Non mancano, tuttavia, ipotesi di utilizzazione inespresse la cui ricostruzione interpretativa in chiave di applicabilità al difensore appare maggiormente difficoltosa. E’ il caso dell’art. 503 c.p.p. dettato in materia di contestazioni nell’esame delle parti, dove accanto alla impossibilità di superare il chiaro dettato normativo che limita la facoltà di acquisizione alle sole dichiarazioni assunte dal pubblico ministero o dalla polizia giudiziaria, senza alcuna menzione del difensore (comma 5) rimane l’opzione di considerare comunque utilizzabili ai fini della contestazione pura anche le dichiarazioni precedentemente rese dalla parte al difensore, in virtù della loro collocazione accorpata al fascicolo del pubblico ministero (comma 3). Meno problematica l’estensibilità al difensore della prerogativa di lettura acquisizione delle dichiarazioni rese in precedenza da persona residente all’estero di cui risulta assolutamente impossibile l’esame in dibattimento (art. 512 bis c.p.p.) in considerazione del fatto che, pur mancando nell’art. 391 decies c.p.p. un espresso richiamo a tale disposizione, essa fa leva sul presupposto oggettivo della dichiarazione resa in precedenza, senza menzionare espressamente i soggetti destinatari di quelle informazioni, suscettivi quindi di comprendere, oggi, anche il difensore.

Accanto agli elementi di prova dichiarativa, idonei a tramutarsi in prove nelle occasioni poc’anzi segnalate, deve infine ricordarsi la previsione di acquisizioni originarie di atti delle indagini difensive al fascicolo per il dibattimento, in forza dell’intervenuto

accordo delle parti in sede di sua formazione (art. 431 comma 2 c.p.p.), ovvero in occasione delle richieste di prova nell’ambito del dibattimento (art. 493 comma 3 c.p.p.) anche celebrato innanzi al tribunale in composizione monocratica (art. 555 comma 4 c.p.p.). Disciplina da completare rammentandosi l’inserimento originario nel fascicolo medesimo, in fase genetica, dei verbali dei rilievi irripetibili in quanto indifferibili compiuti in occasione dell’accesso ai luoghi, allorché il difensore li abbia presentati nel corso delle indagini preliminari o nell’udienza preliminare (art. 391 decies comma 2 c.p.p.); regime che parrebbe differenziarsi, nonostante la farraginosa tecnica normativa, da quello dettato per gli accertamenti tecnici irripetibili, i cui verbali – perdendo la connotazione di puri atti difensivi a seguito dell’instaurazione della procedura di cui all’art. 360 c.p.p. – entrano a fare parte senz’altro del fascicolo per il dibattimento, come si evince dalla perentorietà dell’inciso per cui «si applica la disposizione di cui all’art. 431 comma 1 lettera c)» (art. 391 decies comma 4 c.p.p.) senza alcuna possibilità di diversa determinazione del difensore348. Questi, come poc’anzi segnalato, conserva invece la facoltà di decidere se presentare o meno i verbali dei rilievi irripetibili, salvo che il pubblico ministero eserciti la facoltà di assistervi, divenendo in tal caso operativa, previo inserimento nello stesso fascicolo anche dell’accusatore, la medesima disposizione categorica dettata per gli accertamenti tecnici non ripetibili (art. 391 decies comma 4 c.p.p.)349. Sono questi, quindi, i due unici casi di discovery obbligatoria per l’indagine difensiva, destinati a sfociare, peraltro, in ipotesi di autentica formazione forzata della prova frutto dell’iniziativa investigativa del difensore.

348 Identico regime si applica ai rilievi non ripetibili in quanto irreversibili.

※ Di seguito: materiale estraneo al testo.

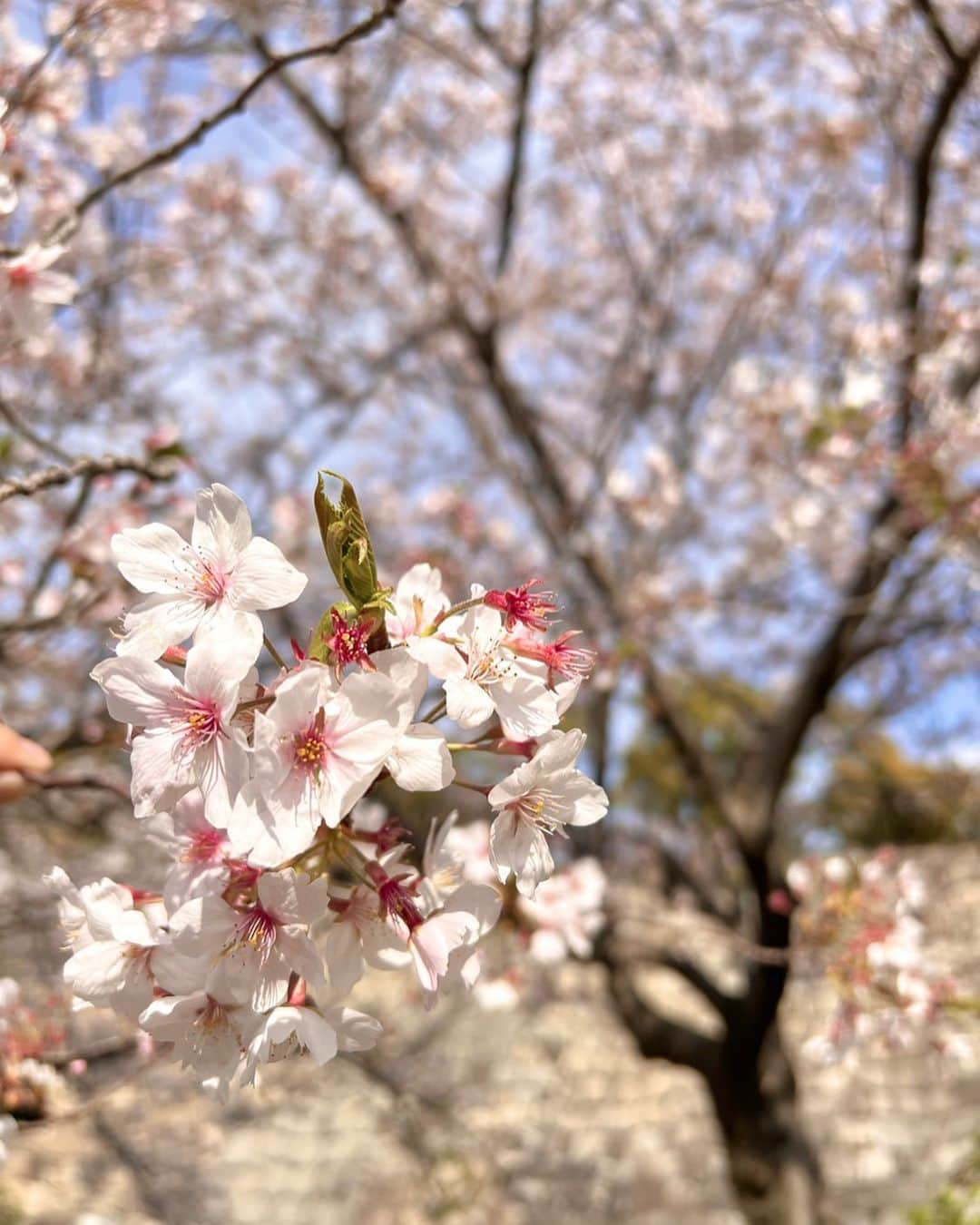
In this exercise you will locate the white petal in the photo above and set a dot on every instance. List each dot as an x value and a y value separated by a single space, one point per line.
222 524
420 761
136 690
262 578
467 703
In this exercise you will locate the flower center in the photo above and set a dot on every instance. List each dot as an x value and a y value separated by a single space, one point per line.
206 847
311 746
212 1014
258 927
210 578
202 724
20 276
539 808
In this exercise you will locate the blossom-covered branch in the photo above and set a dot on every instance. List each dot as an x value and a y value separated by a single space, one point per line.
86 466
283 885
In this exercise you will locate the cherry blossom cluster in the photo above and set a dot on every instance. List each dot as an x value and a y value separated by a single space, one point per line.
864 919
30 1036
284 882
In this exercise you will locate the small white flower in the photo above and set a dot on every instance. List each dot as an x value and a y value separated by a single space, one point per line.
360 935
216 583
186 738
270 940
318 749
541 797
28 289
482 678
322 1033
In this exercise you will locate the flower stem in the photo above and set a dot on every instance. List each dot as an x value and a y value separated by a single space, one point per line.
273 652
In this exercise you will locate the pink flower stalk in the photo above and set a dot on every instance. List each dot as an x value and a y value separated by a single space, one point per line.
520 604
560 655
348 643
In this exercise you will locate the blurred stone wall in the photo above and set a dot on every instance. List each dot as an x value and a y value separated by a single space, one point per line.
463 1115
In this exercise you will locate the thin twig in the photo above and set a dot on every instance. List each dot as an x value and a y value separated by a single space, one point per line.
66 226
86 466
75 781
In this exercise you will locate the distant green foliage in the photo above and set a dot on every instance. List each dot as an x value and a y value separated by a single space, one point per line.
957 1203
875 793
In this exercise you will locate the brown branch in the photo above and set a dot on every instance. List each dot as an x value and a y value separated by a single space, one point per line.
518 139
724 1004
887 535
921 177
657 1038
87 467
275 65
76 781
518 413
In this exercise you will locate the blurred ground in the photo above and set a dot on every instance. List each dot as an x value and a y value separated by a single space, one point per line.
465 1115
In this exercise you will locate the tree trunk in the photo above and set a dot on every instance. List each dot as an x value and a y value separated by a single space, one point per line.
774 1171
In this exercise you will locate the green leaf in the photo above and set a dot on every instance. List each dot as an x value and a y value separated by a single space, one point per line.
347 542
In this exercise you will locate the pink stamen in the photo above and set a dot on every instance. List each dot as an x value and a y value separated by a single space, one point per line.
258 927
20 276
202 724
520 604
559 655
207 847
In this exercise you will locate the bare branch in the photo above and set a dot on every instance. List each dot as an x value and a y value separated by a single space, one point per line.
518 137
76 781
273 65
938 31
88 467
887 535
655 1036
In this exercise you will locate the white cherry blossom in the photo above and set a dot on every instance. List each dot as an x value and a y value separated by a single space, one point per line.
186 739
541 797
483 678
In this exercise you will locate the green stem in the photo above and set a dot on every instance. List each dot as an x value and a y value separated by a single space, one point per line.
273 652
451 612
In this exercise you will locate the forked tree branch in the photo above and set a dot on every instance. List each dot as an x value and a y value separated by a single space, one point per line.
87 467
275 64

Sul punto, cfr. supra, Cap. IV, § 4 e 5.

349 Per come è strutturato il sistema, parrebbe che l’unico caso di mancato inserimento nel fascicolo per il dibattimento sia da rinvenire nell’ipotesi di compimento dell’atto da parte del difensore, senza la presenza del pubblico ministero, allorché il legale decida di non presentarne il verbale né in indagini preliminari, né in udienza preliminare. In tale circostanza, il verbale del rilievo irripetibile rimane scienza interna dell’ufficio difensivo, senza assumere alcun valore procedimentale. Se successivamente, nel corso del dibattimento, il difensore deciderà di produrlo, quel verbale vi entrerà soltanto come prova documentale e, in questo senso, si spiega l’esordio dell’art. 391 decies comma 2 c.p.p. che fa salvi i casi «in cui è applicabile l’art. 234» del codice di rito, dettato appunto in materia di prova documentale.